И хотя с мамой бабушка более сдержанна, все же невозможно не заметить, насколько сильно ей хочется проделать со своей дочкой то же самое, что около минуты назад она проделывала со мной.
— Что же я вас на пороге держу-то, — громогласная фраза мигом разносится по подъезду и эхом отдается где-то этаже на пятом. Теперь я уверена: то, что мы с мамой приехали, знает абсолютно каждый жилец дома, — проходите-проходите, я тут как раз чай заварить решила, пирог вот утром испекла, такой, как ты любишь, моя милая внученька. Правда, у меня беспорядок жуткий, можно подумать, будто бы по дому прошелся Мамай со своим игом, хотя на самом деле я просто затеяла генеральную уборку…
Пока бабушка и мама отвлекаются на разговоры, пока их слова цепляются друг за дружку так, что может показаться, будто бы между этими словами существует какое-то почти физическое притяжение, словно у двух магнитов; пока они, как и все соскучившееся друг по другу люди, взахлеб рассказывают вчерашние происшествия и делятся новостями, я медленно отхожу в сторону, дабы пройтись по своему старому дому и насладиться пребыванием в нем.
Вот коридор. Рядом с дверью торжественно расположился маленький потрепанный шкафчик, хотя при ближайшем рассмотрении становится понятно, что на самом деле это никакой не шкафчик — лишь ниша в стене с прибитыми к ней дверцами. Что там хранится? О, пожалуй, чтобы это выяснить, нам потребуется несколько суток без сна, отдыха и перерывов на еду, а вместе с тем и эксперт по антиквариату. Долгие годы здесь аккуратно складировались ненужные вещи, которые, впрочем, хитрым методом самообмана каждый год снова и снова признавались необходимыми.

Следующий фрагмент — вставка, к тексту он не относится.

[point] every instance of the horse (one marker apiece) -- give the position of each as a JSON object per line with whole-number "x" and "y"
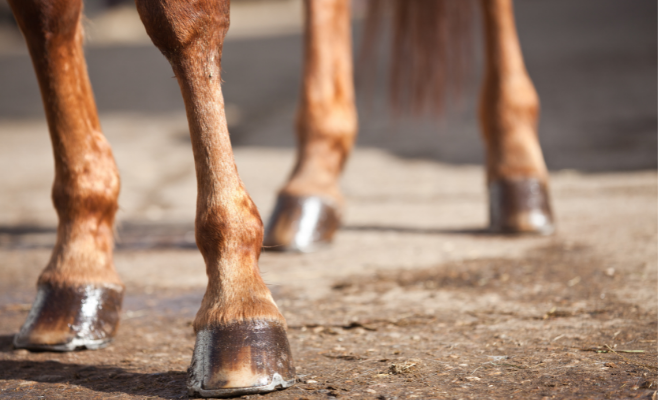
{"x": 241, "y": 343}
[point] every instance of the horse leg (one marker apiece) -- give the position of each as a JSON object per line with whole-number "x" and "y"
{"x": 79, "y": 293}
{"x": 509, "y": 109}
{"x": 241, "y": 344}
{"x": 307, "y": 212}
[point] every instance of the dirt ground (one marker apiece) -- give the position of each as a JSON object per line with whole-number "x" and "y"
{"x": 414, "y": 299}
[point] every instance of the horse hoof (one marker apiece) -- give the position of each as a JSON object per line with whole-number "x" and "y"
{"x": 520, "y": 206}
{"x": 242, "y": 358}
{"x": 71, "y": 318}
{"x": 301, "y": 224}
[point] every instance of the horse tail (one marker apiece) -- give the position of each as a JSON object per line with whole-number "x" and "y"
{"x": 431, "y": 49}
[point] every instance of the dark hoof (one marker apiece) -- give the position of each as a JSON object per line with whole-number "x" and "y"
{"x": 70, "y": 318}
{"x": 241, "y": 358}
{"x": 301, "y": 224}
{"x": 520, "y": 206}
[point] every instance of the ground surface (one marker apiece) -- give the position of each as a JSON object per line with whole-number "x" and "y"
{"x": 414, "y": 300}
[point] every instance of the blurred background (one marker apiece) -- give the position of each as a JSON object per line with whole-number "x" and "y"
{"x": 593, "y": 63}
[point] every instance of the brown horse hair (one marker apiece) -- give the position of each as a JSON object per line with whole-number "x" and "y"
{"x": 431, "y": 50}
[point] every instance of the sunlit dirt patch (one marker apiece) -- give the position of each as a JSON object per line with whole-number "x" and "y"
{"x": 547, "y": 325}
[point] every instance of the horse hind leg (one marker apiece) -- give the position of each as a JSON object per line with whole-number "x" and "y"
{"x": 241, "y": 346}
{"x": 509, "y": 108}
{"x": 308, "y": 207}
{"x": 79, "y": 293}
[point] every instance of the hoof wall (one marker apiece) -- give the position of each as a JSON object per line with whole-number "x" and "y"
{"x": 520, "y": 206}
{"x": 71, "y": 318}
{"x": 242, "y": 358}
{"x": 301, "y": 224}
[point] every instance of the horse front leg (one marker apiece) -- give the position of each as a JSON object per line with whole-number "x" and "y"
{"x": 79, "y": 292}
{"x": 308, "y": 208}
{"x": 509, "y": 110}
{"x": 241, "y": 344}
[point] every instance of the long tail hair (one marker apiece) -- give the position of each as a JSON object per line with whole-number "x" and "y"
{"x": 430, "y": 53}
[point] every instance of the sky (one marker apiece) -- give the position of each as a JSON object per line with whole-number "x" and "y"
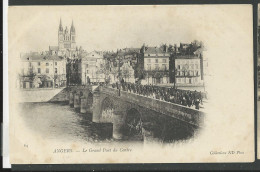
{"x": 104, "y": 27}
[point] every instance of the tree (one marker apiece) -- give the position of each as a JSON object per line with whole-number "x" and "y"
{"x": 170, "y": 49}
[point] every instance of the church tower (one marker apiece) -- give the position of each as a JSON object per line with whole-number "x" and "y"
{"x": 73, "y": 36}
{"x": 60, "y": 37}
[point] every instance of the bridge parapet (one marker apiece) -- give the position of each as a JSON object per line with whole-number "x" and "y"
{"x": 191, "y": 116}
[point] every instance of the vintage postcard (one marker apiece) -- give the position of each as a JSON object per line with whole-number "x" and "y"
{"x": 131, "y": 84}
{"x": 258, "y": 84}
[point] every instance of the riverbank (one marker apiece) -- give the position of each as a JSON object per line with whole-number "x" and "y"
{"x": 44, "y": 95}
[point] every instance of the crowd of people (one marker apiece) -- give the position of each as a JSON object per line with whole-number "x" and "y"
{"x": 182, "y": 97}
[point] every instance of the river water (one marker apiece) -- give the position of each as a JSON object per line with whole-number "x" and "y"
{"x": 60, "y": 121}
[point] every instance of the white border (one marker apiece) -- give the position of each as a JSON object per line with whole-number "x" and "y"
{"x": 5, "y": 126}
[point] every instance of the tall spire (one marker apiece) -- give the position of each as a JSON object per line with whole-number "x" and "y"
{"x": 60, "y": 26}
{"x": 72, "y": 28}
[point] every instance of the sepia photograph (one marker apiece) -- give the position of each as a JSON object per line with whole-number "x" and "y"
{"x": 130, "y": 84}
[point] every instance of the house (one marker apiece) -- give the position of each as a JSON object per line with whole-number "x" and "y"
{"x": 156, "y": 64}
{"x": 42, "y": 70}
{"x": 92, "y": 67}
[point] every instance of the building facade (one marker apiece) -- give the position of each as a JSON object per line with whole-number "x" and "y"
{"x": 187, "y": 70}
{"x": 156, "y": 65}
{"x": 66, "y": 42}
{"x": 92, "y": 67}
{"x": 41, "y": 70}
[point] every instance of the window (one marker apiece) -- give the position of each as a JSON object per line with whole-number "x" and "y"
{"x": 164, "y": 67}
{"x": 149, "y": 67}
{"x": 157, "y": 67}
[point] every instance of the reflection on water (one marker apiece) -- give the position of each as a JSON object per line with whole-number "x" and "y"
{"x": 59, "y": 121}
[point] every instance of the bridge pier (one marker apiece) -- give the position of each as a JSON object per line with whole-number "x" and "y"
{"x": 83, "y": 104}
{"x": 71, "y": 99}
{"x": 96, "y": 108}
{"x": 76, "y": 101}
{"x": 118, "y": 123}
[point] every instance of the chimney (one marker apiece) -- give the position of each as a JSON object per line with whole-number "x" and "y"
{"x": 143, "y": 48}
{"x": 175, "y": 48}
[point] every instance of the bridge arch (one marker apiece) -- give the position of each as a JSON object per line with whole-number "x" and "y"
{"x": 133, "y": 123}
{"x": 107, "y": 109}
{"x": 90, "y": 100}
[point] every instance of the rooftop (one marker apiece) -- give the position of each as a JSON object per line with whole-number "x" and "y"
{"x": 35, "y": 56}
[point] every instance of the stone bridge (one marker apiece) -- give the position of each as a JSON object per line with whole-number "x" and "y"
{"x": 136, "y": 113}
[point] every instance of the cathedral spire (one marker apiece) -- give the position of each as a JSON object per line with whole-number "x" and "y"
{"x": 60, "y": 26}
{"x": 72, "y": 28}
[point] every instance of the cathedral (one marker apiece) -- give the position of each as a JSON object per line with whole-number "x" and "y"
{"x": 66, "y": 42}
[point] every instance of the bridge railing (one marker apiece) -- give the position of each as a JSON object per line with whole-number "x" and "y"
{"x": 180, "y": 112}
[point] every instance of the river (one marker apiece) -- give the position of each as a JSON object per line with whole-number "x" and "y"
{"x": 59, "y": 121}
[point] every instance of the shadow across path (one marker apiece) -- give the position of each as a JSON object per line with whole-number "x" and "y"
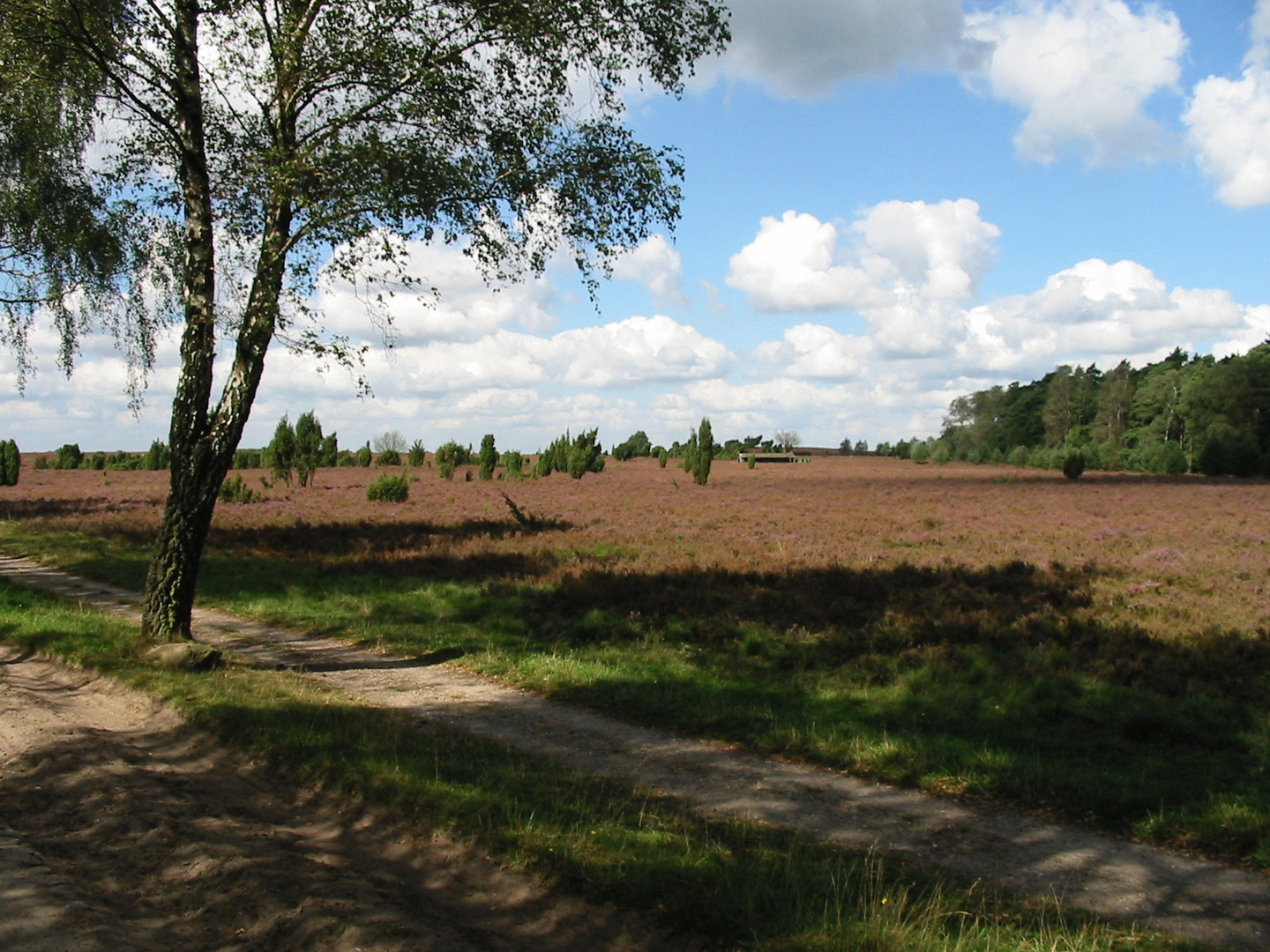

В глубине коридора висит усталая хрустальная люстра. Вероятно, когда-то она сверкала сотнями граней на свету, теперь же поблекла и выцвела, похожая на вывалянную в пыли кучу карамели.
Тем временем с кухни все еще доносятся звуки бабушкиного голоса. Она что-то увлеченно рассказывает, а мама звонко смеется. Услышав обрывок одной из фраз, я непроизвольно усмехаюсь, а мое лицо в этот момент отражается на полированной поверхности темного комода. Но все же, не вмешиваясь в беседу, я не торопясь продолжаю разглядывать наш старый дом: отныне это особенное наслаждение — залпом выпитый коктейль из родных запахов и привычной обстановки.
* * *
Подхожу к шкафу, распахиваю его, и перед моими глазами тут же появляется какое-то пестрое пятно. Точнее, «пестрым пятном» это мог бы назвать кто-нибудь другой, абсолютно не знакомый с содержимым этого шкафа. Я же сразу понимаю — это бабушкин гардероб, кладезь безвкусно пестрых, но от того не менее любимых вещей. Они, как и всегда, аккуратно висят, создавая собой неровный ряд, каламбур нагроможденных в невероятных количествах вещей. Глядя на них, я не могу не вспомнить, для какого назначения их использовала, когда была поменьше. Пока никто не видел, я их примеряла.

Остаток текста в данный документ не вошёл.